Anonymous Intelligence Signal

Security Flaw: IPv6 SSRF Bypass in Notification Webhook Validation Exposes Internal Networks

human The Lab unverified 2026-04-15 04:22:34 Source: GitHub Issues

A critical security vulnerability in a notification handler's webhook URL validation allows attackers to bypass internal network protections using IPv6 addresses. The flaw, marked as high severity, resides in the `notifications:save-webhook` IPC handler within the codebase. The validation logic incorrectly compares the hostname `'::1'` against the value `'[::1]'` returned by Node.js's `URL` constructor, failing to block IPv6 loopback addresses. This oversight creates a direct server-side request forgery (SSRF) bypass, enabling malicious webhooks to target the application's own internal services.

The vulnerability is a duplicate of a previously identified issue in the `NotificationManager.isWebhookUrlSafe()` method, indicating a systemic pattern failure. The validation's private IP regex is also fundamentally incomplete, checking only legacy IPv4 ranges (like `10.`, `192.168.`). It entirely fails to block IPv6 unique-local addresses (`fd00::`, `fc00::`) and link-local addresses (`fe80::`), leaving a wide-open channel for internal network probing and potential lateral movement within a compromised environment.

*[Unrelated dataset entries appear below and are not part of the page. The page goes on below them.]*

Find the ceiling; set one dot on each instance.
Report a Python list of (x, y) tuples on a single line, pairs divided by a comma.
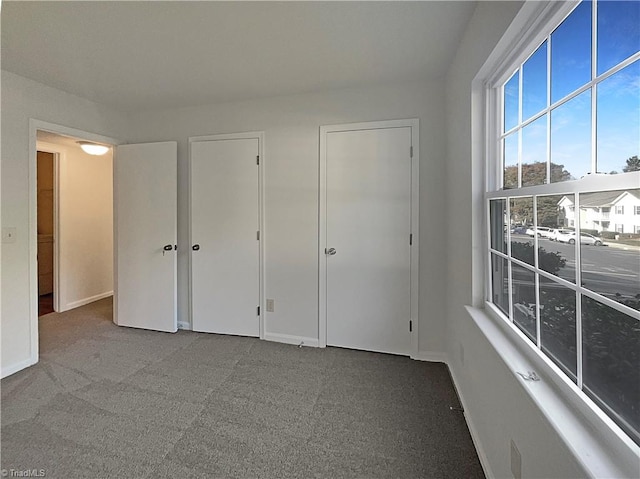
[(149, 55), (56, 139)]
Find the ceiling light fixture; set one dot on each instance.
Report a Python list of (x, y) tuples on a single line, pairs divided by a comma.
[(93, 148)]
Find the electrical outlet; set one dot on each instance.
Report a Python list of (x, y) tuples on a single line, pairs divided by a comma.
[(516, 461), (9, 235)]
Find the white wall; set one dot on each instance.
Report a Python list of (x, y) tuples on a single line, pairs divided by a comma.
[(497, 406), (85, 233), (291, 126), (23, 99)]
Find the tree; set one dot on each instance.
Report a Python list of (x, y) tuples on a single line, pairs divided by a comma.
[(535, 174), (633, 164)]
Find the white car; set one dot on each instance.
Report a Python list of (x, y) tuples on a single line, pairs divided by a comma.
[(541, 231), (554, 234), (585, 238)]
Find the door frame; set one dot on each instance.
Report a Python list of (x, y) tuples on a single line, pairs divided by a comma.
[(34, 126), (414, 124), (249, 135), (58, 157)]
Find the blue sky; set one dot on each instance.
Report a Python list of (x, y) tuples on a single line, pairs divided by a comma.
[(617, 97)]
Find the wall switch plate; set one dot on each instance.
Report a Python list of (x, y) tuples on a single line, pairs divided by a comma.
[(9, 234), (270, 305), (516, 461)]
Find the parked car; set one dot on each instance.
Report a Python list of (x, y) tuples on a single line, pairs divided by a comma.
[(540, 231), (553, 236), (585, 238)]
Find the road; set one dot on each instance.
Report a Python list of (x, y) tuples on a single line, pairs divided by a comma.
[(605, 270)]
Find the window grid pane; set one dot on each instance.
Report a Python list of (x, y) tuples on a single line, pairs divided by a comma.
[(583, 100)]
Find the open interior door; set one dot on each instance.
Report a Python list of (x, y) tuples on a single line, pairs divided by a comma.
[(145, 206)]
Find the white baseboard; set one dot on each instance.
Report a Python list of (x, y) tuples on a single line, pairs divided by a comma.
[(433, 357), (484, 460), (289, 339), (14, 368), (184, 325), (82, 302)]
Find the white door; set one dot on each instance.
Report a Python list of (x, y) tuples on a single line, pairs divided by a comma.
[(224, 233), (368, 255), (145, 196)]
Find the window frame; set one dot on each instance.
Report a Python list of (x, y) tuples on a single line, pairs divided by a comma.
[(539, 23)]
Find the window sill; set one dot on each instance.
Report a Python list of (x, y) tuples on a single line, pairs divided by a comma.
[(597, 443)]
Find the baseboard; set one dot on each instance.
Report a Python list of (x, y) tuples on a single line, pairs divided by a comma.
[(432, 357), (14, 368), (82, 302), (289, 339), (475, 437)]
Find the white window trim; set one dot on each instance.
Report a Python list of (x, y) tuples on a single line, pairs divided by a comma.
[(598, 444)]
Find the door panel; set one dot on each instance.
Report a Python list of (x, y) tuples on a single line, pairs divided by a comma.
[(146, 222), (368, 222), (224, 223)]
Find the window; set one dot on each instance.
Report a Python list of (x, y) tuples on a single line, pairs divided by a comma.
[(564, 135)]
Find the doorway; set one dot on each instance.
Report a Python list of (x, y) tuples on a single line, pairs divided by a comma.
[(368, 254), (68, 255), (46, 234), (74, 223)]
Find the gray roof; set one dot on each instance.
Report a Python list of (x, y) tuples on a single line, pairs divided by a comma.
[(604, 198)]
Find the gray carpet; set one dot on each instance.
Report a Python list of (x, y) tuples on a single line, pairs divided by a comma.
[(106, 401)]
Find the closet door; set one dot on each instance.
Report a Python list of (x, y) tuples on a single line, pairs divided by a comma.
[(368, 239), (225, 256), (145, 196)]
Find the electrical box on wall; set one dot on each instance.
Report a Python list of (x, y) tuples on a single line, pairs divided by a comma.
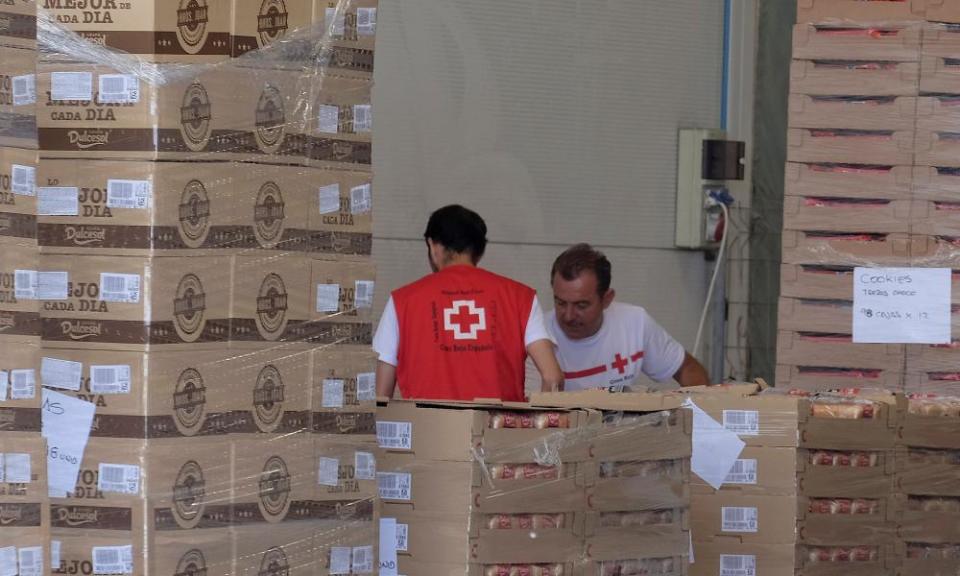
[(705, 161)]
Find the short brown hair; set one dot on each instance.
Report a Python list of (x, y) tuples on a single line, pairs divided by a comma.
[(580, 258)]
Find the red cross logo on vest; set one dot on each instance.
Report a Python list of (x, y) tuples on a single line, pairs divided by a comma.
[(464, 319)]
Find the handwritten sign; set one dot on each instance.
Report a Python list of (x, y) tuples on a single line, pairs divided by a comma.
[(66, 425), (901, 305)]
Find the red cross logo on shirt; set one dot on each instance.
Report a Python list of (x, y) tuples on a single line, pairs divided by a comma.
[(464, 319)]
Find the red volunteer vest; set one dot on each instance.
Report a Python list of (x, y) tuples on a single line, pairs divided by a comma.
[(462, 335)]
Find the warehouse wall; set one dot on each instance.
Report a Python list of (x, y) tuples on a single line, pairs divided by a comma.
[(557, 121)]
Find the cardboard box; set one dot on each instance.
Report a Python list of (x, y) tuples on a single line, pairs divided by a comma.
[(856, 78), (182, 302), (900, 42), (885, 147), (157, 30)]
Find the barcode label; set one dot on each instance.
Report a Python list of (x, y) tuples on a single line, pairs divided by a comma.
[(52, 285), (24, 90), (113, 560), (120, 478), (365, 466), (363, 560), (743, 472), (332, 393), (25, 284), (119, 89), (340, 560), (16, 468), (110, 379), (65, 374), (743, 422), (731, 565), (329, 472), (739, 519), (71, 86), (24, 180), (328, 297), (395, 435), (394, 485), (366, 21), (329, 199), (23, 384), (31, 561), (134, 194), (363, 297), (120, 288), (58, 201), (366, 386), (360, 199)]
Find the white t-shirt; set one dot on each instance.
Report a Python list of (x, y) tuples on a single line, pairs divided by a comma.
[(629, 342), (386, 342)]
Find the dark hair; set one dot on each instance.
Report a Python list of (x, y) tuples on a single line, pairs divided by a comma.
[(458, 229), (580, 258)]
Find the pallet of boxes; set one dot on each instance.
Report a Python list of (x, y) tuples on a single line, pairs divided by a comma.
[(516, 490), (193, 289)]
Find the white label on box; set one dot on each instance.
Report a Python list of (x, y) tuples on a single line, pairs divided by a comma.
[(52, 285), (23, 384), (394, 485), (58, 201), (24, 90), (24, 180), (366, 21), (363, 297), (25, 284), (329, 472), (340, 558), (119, 478), (110, 379), (395, 435), (119, 89), (113, 559), (332, 393), (738, 565), (31, 561), (365, 466), (736, 519), (366, 386), (134, 194), (16, 468), (120, 288), (71, 86), (360, 199), (64, 374), (743, 472), (901, 305), (328, 119), (743, 422), (363, 560), (328, 297)]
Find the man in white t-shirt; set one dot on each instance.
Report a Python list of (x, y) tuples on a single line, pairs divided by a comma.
[(607, 344)]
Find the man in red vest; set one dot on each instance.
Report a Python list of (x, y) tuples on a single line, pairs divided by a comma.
[(462, 333)]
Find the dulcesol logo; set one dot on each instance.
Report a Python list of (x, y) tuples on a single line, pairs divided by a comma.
[(268, 215), (270, 119), (194, 214), (268, 397), (273, 21), (274, 489), (192, 19), (189, 495), (189, 305), (189, 402), (195, 117), (272, 307)]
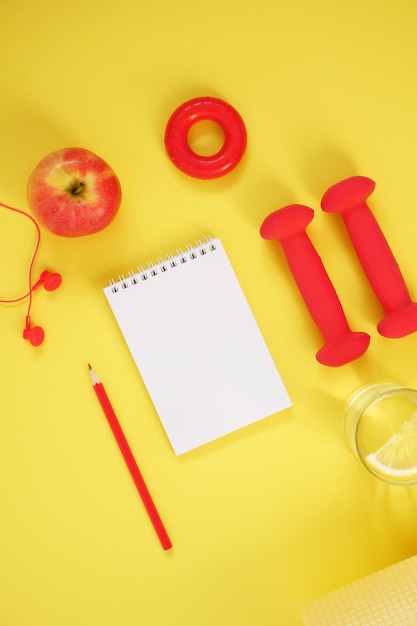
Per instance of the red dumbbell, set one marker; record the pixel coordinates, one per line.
(348, 198)
(288, 226)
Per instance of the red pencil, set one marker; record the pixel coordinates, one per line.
(130, 460)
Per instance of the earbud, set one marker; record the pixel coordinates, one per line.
(35, 335)
(50, 280)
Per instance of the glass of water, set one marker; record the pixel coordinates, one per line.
(381, 428)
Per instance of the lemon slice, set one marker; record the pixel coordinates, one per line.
(398, 457)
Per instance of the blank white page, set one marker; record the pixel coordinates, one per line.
(197, 346)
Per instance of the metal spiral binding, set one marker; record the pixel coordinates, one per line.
(163, 265)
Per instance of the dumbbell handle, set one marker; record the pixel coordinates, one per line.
(376, 257)
(288, 226)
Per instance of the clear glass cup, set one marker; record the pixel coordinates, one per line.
(381, 428)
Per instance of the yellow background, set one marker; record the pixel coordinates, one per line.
(280, 512)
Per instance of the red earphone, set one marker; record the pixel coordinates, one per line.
(50, 280)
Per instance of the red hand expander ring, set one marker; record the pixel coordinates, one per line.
(196, 110)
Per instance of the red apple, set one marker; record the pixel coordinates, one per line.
(72, 192)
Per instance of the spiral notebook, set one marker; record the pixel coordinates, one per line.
(197, 346)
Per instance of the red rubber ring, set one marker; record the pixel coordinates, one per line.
(196, 110)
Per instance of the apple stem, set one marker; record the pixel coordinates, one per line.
(76, 188)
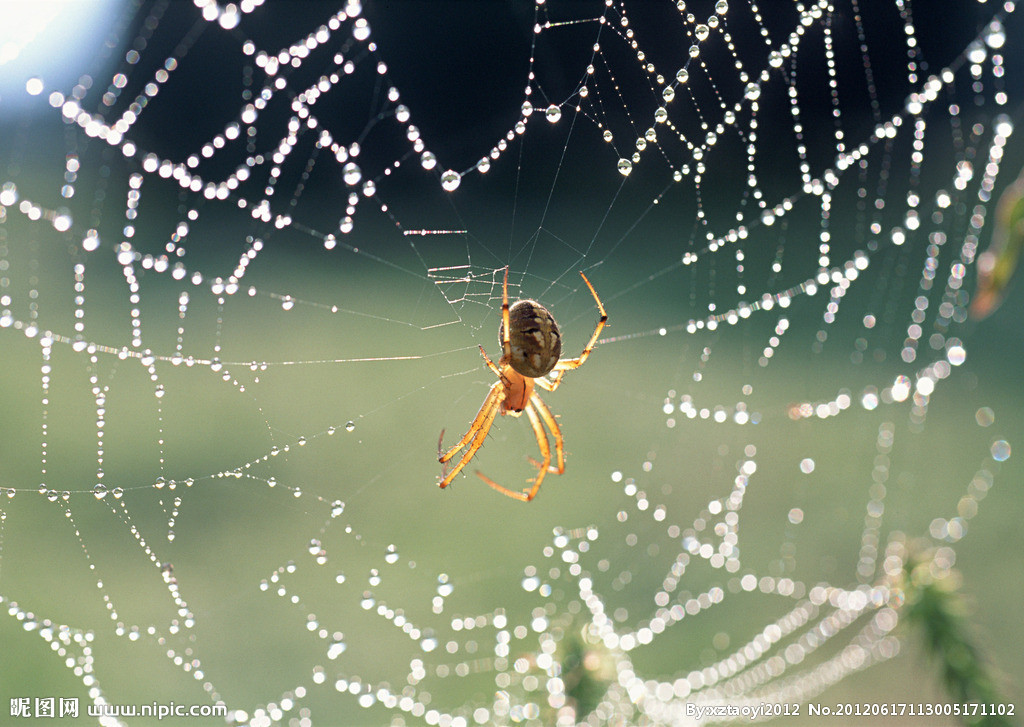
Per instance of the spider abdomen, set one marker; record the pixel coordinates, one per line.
(534, 338)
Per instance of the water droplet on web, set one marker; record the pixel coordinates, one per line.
(451, 180)
(444, 586)
(351, 173)
(995, 35)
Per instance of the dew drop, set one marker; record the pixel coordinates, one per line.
(1000, 451)
(451, 180)
(351, 173)
(444, 586)
(336, 649)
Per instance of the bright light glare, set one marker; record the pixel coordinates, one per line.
(48, 40)
(22, 22)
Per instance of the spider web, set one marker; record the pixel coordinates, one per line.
(248, 256)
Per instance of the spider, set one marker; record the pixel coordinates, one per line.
(531, 346)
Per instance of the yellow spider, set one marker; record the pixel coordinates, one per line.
(531, 346)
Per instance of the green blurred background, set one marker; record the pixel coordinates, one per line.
(258, 454)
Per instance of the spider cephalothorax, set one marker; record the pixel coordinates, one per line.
(531, 346)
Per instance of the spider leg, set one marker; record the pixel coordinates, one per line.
(507, 329)
(556, 432)
(570, 364)
(543, 468)
(495, 369)
(477, 433)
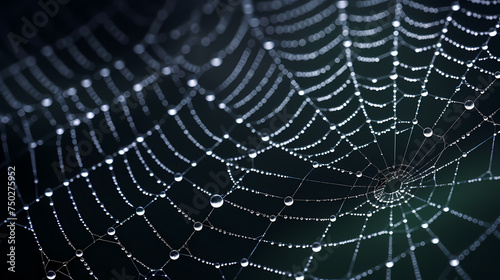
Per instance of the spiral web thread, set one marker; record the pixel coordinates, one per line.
(391, 115)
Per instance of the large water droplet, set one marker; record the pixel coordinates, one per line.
(469, 105)
(178, 177)
(140, 211)
(198, 226)
(298, 275)
(51, 275)
(316, 247)
(216, 201)
(174, 254)
(79, 253)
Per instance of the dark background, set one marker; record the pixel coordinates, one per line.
(187, 23)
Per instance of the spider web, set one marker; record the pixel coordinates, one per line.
(258, 140)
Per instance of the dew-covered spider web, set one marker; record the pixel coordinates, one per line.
(254, 140)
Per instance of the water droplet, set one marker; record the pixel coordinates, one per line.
(216, 201)
(493, 32)
(48, 192)
(298, 275)
(198, 226)
(216, 62)
(469, 105)
(427, 132)
(178, 177)
(172, 111)
(192, 82)
(269, 45)
(342, 4)
(252, 153)
(46, 102)
(51, 275)
(166, 70)
(174, 254)
(316, 247)
(140, 211)
(85, 173)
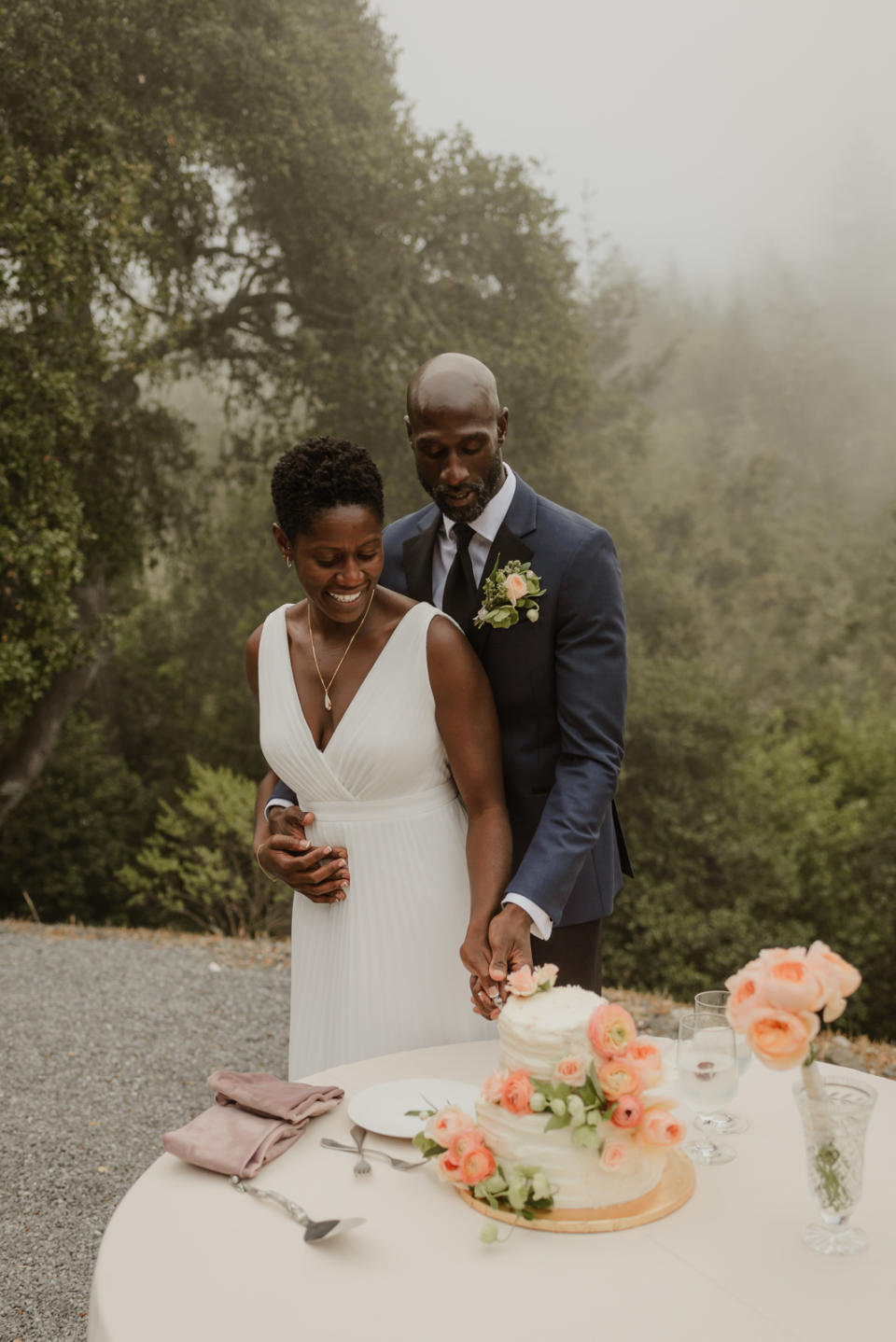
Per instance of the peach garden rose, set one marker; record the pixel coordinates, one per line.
(476, 1165)
(781, 1039)
(570, 1069)
(610, 1029)
(616, 1078)
(515, 587)
(462, 1143)
(441, 1126)
(660, 1129)
(628, 1111)
(517, 1094)
(613, 1155)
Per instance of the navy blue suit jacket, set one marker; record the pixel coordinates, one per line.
(560, 686)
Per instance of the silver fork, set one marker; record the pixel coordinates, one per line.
(361, 1165)
(398, 1164)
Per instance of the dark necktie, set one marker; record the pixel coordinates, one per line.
(462, 597)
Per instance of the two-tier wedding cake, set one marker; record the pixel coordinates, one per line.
(571, 1118)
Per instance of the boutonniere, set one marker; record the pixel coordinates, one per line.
(509, 591)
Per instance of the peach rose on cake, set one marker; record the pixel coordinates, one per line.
(647, 1060)
(628, 1111)
(441, 1126)
(616, 1078)
(613, 1155)
(447, 1169)
(571, 1071)
(464, 1142)
(781, 1039)
(610, 1029)
(476, 1165)
(517, 1093)
(493, 1087)
(660, 1129)
(522, 983)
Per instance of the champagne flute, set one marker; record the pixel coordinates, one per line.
(727, 1125)
(707, 1076)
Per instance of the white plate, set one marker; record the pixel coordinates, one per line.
(383, 1109)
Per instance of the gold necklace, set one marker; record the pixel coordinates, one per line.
(326, 685)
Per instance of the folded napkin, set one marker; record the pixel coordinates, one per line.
(263, 1094)
(232, 1139)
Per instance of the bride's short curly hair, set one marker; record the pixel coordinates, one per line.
(319, 474)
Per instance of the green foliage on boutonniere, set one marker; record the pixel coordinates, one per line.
(509, 591)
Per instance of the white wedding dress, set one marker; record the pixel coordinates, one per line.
(380, 971)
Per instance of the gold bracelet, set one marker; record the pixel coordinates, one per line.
(259, 861)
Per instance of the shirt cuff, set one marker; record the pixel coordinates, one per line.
(542, 922)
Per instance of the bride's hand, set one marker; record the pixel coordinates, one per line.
(319, 874)
(485, 996)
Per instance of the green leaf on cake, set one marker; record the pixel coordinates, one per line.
(557, 1121)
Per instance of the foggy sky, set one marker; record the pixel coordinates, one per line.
(700, 131)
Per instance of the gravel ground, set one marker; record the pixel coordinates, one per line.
(106, 1041)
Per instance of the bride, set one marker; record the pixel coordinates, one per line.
(378, 716)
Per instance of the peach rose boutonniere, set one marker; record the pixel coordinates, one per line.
(507, 592)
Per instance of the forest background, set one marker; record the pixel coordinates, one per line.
(218, 231)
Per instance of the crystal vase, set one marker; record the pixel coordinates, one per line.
(834, 1120)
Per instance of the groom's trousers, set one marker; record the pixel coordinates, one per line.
(576, 950)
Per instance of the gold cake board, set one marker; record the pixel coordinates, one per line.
(672, 1192)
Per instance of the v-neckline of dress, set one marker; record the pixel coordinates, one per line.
(358, 692)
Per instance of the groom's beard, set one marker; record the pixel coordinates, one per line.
(482, 492)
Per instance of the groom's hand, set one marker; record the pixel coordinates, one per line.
(510, 943)
(319, 874)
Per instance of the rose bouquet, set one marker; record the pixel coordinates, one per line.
(778, 1002)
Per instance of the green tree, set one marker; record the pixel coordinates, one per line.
(232, 189)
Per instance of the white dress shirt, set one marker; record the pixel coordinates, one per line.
(484, 529)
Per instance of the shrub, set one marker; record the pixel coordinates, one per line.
(197, 869)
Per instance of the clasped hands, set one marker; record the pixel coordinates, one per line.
(493, 953)
(319, 874)
(490, 952)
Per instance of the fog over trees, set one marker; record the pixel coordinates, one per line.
(212, 245)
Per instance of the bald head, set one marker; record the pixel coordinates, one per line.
(453, 382)
(456, 428)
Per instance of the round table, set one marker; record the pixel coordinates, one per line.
(188, 1258)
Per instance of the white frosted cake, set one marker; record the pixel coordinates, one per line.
(555, 1103)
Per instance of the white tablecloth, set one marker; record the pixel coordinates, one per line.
(187, 1258)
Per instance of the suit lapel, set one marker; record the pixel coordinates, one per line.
(417, 561)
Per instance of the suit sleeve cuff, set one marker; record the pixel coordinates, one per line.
(542, 922)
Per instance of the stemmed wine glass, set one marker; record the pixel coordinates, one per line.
(724, 1124)
(707, 1076)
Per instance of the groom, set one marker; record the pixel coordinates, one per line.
(560, 682)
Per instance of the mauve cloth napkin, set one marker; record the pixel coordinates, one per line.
(263, 1094)
(236, 1139)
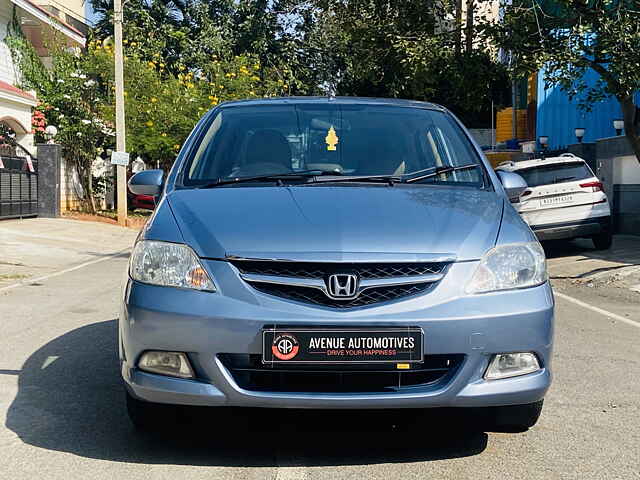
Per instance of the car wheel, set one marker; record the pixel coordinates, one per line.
(147, 416)
(603, 241)
(516, 418)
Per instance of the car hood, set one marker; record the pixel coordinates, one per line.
(341, 221)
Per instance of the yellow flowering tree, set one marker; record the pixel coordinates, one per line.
(162, 107)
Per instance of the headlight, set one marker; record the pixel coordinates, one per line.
(505, 267)
(168, 265)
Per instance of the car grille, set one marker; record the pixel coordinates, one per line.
(298, 281)
(367, 297)
(320, 270)
(250, 374)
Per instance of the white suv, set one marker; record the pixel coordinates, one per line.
(564, 199)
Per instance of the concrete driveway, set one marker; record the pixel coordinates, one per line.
(33, 248)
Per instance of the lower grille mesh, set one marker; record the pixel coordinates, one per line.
(249, 373)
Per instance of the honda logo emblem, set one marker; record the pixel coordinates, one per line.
(342, 285)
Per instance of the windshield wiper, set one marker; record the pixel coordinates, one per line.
(441, 170)
(273, 176)
(390, 179)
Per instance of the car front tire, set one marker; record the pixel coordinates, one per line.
(603, 240)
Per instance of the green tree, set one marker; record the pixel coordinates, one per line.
(569, 37)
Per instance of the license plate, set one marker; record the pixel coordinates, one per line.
(557, 200)
(311, 345)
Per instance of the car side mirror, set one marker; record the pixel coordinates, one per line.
(512, 183)
(147, 182)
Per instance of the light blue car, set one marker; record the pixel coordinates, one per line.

This flaw exposes any application relying on this handler to SSRF attacks, where an attacker could force the server to make requests to internal, non-routable systems. The risk is amplified in cloud or containerized deployments where metadata services and internal APIs are accessible. The duplicate nature of the bug signals a lack of comprehensive security review for network boundary checks across the codebase, requiring immediate patching and a broader audit of all URL validation logic.